Support

Admin Tools

#22035 Unknown robot (identified by empty user agent string)

Posted in ‘Admin Tools for Joomla! 4 & 5’
This is a public ticket

Everybody will be able to see its contents. Do not include usernames, passwords or any other sensitive information.

Environment Information

Joomla! version
n/a
PHP version
n/a
Admin Tools version
n/a

Latest post by tampe125 on Tuesday, 10 February 2015 02:04 CST

user46704
 Hi,

It seems that some one is after one of the site i manage. I started to get huge amount of resources eaten up by a bot. As per awestats coming with the hosting, it shows as:
Unknown robot (identified by empty user agent string)
I can see the one for google, yahoo or alexa which is fine. I also see 2 as follow:
Unknown robot (identified by 'bot*')
and
Unknown robot (identified by 'crawl')
But these last two are not crawling too much.

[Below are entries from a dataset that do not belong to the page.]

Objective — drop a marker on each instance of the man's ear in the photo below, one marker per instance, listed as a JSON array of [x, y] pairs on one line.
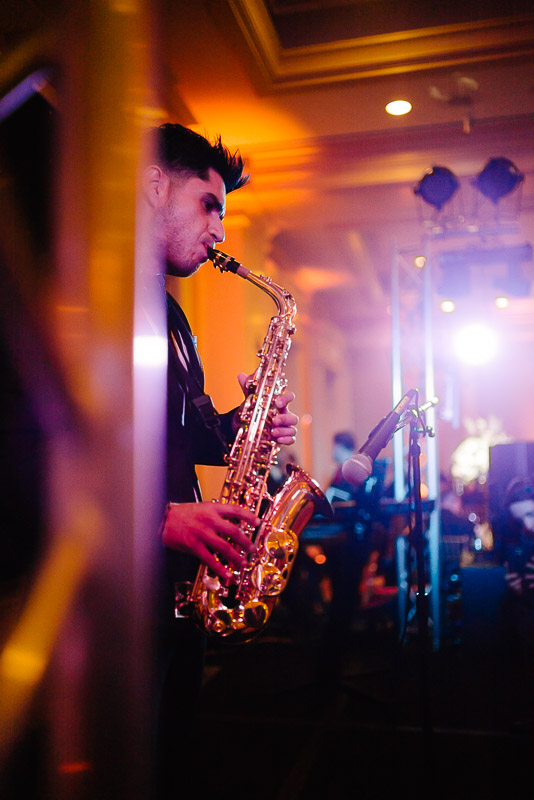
[[155, 186]]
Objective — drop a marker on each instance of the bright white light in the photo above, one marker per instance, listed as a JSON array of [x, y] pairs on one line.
[[475, 344], [150, 351], [398, 107]]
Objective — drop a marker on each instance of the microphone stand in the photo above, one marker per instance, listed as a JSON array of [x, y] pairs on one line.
[[418, 428]]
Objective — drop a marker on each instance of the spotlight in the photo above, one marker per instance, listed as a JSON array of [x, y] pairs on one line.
[[437, 186], [499, 178], [398, 107]]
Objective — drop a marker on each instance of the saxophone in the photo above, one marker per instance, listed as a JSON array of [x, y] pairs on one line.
[[237, 609]]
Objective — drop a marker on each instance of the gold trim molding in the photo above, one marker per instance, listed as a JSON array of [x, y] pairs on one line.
[[374, 56]]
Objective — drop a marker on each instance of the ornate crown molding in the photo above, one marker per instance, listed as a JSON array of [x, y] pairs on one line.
[[373, 56]]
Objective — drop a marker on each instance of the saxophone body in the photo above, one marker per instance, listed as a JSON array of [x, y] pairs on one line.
[[239, 608]]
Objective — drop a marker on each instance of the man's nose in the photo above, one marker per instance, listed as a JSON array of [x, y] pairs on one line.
[[217, 230]]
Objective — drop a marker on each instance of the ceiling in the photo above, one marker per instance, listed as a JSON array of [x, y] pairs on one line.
[[300, 87]]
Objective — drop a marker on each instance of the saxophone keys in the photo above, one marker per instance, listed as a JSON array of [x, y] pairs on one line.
[[282, 544], [268, 579]]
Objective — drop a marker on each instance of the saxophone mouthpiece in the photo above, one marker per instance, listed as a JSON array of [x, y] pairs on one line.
[[224, 262]]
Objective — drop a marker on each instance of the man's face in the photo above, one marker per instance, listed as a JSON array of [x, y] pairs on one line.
[[191, 222], [524, 510]]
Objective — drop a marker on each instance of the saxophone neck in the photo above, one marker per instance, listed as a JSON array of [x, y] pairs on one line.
[[283, 299]]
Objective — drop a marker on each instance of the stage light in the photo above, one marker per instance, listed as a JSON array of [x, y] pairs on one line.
[[475, 344], [398, 107], [437, 186], [499, 178]]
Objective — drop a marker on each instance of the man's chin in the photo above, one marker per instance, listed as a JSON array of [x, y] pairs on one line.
[[184, 270]]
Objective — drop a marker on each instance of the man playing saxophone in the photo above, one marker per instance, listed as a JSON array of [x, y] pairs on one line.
[[184, 199]]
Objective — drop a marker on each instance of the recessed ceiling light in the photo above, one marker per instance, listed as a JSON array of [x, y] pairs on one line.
[[398, 107]]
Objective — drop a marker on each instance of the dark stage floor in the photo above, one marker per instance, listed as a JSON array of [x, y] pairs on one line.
[[278, 722]]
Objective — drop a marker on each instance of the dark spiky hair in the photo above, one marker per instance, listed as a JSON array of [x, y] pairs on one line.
[[179, 149]]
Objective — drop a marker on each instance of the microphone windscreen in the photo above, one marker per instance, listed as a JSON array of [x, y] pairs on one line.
[[357, 469]]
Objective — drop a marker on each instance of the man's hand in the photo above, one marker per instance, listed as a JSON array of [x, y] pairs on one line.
[[202, 530], [283, 428]]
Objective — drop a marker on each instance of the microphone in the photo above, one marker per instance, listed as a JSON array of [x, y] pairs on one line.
[[358, 468]]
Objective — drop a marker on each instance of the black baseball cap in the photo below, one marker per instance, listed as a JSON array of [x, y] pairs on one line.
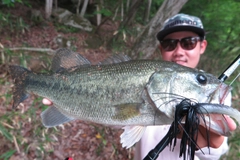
[[181, 22]]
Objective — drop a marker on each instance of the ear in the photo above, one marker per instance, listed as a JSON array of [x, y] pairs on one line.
[[203, 46]]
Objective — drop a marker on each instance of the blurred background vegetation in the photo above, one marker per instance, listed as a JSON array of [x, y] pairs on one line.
[[121, 24]]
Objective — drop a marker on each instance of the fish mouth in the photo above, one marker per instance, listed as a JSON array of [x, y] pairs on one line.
[[220, 94]]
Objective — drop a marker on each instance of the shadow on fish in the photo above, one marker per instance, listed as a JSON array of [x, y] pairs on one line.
[[122, 92]]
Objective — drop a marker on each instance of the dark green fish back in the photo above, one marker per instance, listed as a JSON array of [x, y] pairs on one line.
[[18, 75]]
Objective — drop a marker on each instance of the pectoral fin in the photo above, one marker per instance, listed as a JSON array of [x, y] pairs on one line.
[[52, 117], [126, 111], [131, 135]]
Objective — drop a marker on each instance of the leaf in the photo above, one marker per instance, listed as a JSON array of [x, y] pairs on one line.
[[98, 136], [7, 154], [5, 132]]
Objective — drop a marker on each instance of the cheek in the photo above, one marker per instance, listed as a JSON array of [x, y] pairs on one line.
[[167, 56], [193, 59]]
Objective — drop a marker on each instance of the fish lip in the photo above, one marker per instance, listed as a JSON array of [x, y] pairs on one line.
[[224, 92], [179, 61], [220, 94]]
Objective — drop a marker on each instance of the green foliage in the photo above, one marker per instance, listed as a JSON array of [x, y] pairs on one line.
[[10, 3], [221, 22], [7, 154], [104, 12], [9, 23], [65, 29]]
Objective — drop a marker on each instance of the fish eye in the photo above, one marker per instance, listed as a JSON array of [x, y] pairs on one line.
[[202, 79]]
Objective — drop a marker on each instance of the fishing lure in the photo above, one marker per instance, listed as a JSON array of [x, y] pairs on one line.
[[192, 113]]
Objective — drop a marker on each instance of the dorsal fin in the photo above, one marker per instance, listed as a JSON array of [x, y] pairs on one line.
[[65, 58], [117, 58]]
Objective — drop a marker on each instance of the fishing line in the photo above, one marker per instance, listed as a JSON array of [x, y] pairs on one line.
[[230, 69], [234, 79], [189, 110]]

I suppose i can just add 'crawl' and 'bot*' to the list of bots to block in the htaccess maker. But how can i add identified by empty user agent?

I started blocking the IP it was from, but obviously they switch IPs. I then started blocking an IP range. But they changed ISP.
I can not continue blocking everything or i will loose too much "real" traffic since they are coming from the same country as my target audience.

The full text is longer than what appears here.